Another illusion exists that somehow Britain as a neutral disinterested player would facilitate unity and in good faith implement all the provisions of the GFA. But British presence is the main problem. Not for nothing have successive British governments invested in a 30 year war against those who would have abolished the border. Whilst Britain could in principle warm to a united capitalist Ireland it would be on British terms, but remains most unlikely in the near future.

There can be no reliance on the GFA, which is unravelling now anyway, or the demand for a border poll to unite Ireland. The fact that one northern poll followed by a southern poll would have to take place is a travesty of what should happen. The consistent democratic position is for an all-Ireland election to an all-Ireland Assembly in which the Irish people as a whole determine their future of the North.

Socialists should be arguing for self-determination as part of a strategy to build a Workers’ Republic. Partition has divided the working class for too long in Ireland.
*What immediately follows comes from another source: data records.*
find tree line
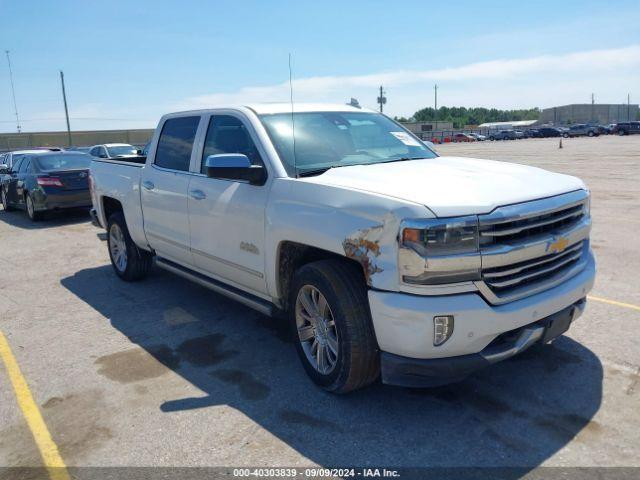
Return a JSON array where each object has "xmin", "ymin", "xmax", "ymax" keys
[{"xmin": 396, "ymin": 106, "xmax": 541, "ymax": 128}]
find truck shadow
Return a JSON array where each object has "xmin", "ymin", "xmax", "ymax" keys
[
  {"xmin": 61, "ymin": 265, "xmax": 603, "ymax": 473},
  {"xmin": 0, "ymin": 208, "xmax": 90, "ymax": 229}
]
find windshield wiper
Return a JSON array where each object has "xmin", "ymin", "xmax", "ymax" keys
[
  {"xmin": 381, "ymin": 156, "xmax": 428, "ymax": 164},
  {"xmin": 297, "ymin": 166, "xmax": 334, "ymax": 177}
]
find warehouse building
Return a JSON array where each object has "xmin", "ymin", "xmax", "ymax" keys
[
  {"xmin": 539, "ymin": 104, "xmax": 639, "ymax": 125},
  {"xmin": 0, "ymin": 128, "xmax": 154, "ymax": 152},
  {"xmin": 401, "ymin": 121, "xmax": 454, "ymax": 134}
]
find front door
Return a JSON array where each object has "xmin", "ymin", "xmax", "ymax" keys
[
  {"xmin": 188, "ymin": 113, "xmax": 269, "ymax": 296},
  {"xmin": 6, "ymin": 157, "xmax": 24, "ymax": 206},
  {"xmin": 141, "ymin": 115, "xmax": 201, "ymax": 266}
]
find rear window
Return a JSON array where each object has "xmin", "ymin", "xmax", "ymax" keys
[
  {"xmin": 35, "ymin": 154, "xmax": 92, "ymax": 171},
  {"xmin": 155, "ymin": 116, "xmax": 200, "ymax": 171}
]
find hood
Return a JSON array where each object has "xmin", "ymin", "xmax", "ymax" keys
[{"xmin": 301, "ymin": 156, "xmax": 585, "ymax": 217}]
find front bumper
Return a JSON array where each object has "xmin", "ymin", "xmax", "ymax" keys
[
  {"xmin": 381, "ymin": 299, "xmax": 585, "ymax": 387},
  {"xmin": 368, "ymin": 251, "xmax": 595, "ymax": 385}
]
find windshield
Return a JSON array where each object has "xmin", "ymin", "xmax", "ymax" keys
[
  {"xmin": 259, "ymin": 111, "xmax": 437, "ymax": 176},
  {"xmin": 35, "ymin": 154, "xmax": 91, "ymax": 171},
  {"xmin": 106, "ymin": 145, "xmax": 137, "ymax": 157}
]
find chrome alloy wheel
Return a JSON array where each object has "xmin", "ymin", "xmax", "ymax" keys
[
  {"xmin": 295, "ymin": 285, "xmax": 339, "ymax": 375},
  {"xmin": 109, "ymin": 223, "xmax": 128, "ymax": 273},
  {"xmin": 26, "ymin": 195, "xmax": 35, "ymax": 218}
]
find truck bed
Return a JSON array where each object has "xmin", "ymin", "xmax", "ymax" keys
[{"xmin": 92, "ymin": 156, "xmax": 147, "ymax": 166}]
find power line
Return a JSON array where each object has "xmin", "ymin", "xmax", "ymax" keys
[{"xmin": 4, "ymin": 50, "xmax": 21, "ymax": 133}]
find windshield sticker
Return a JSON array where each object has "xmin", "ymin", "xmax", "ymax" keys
[{"xmin": 390, "ymin": 131, "xmax": 421, "ymax": 146}]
As the levels of destitution and deprivation shoot up in the current climate, it is essential that a militant labour movement is built to defend the working class throughout Ireland. A mass movement on the streets and taking direct action is the way to progress working class interests and to wrest control from the imperialist state north of the border no less than the capitalist state in the south.

Capitalism is determined to offload the cost of its many crises onto the working class. Workers must respond by industrial action and building democratic workers’ councils which can defend themselves and which can ultimately break up capitalism. A revolutionary party needs to be built in Ireland which can fight for that strategy – a strategy based on Permanent Revolution in which the working class resolves the age-old national question through the fight for a Workers’ Republic.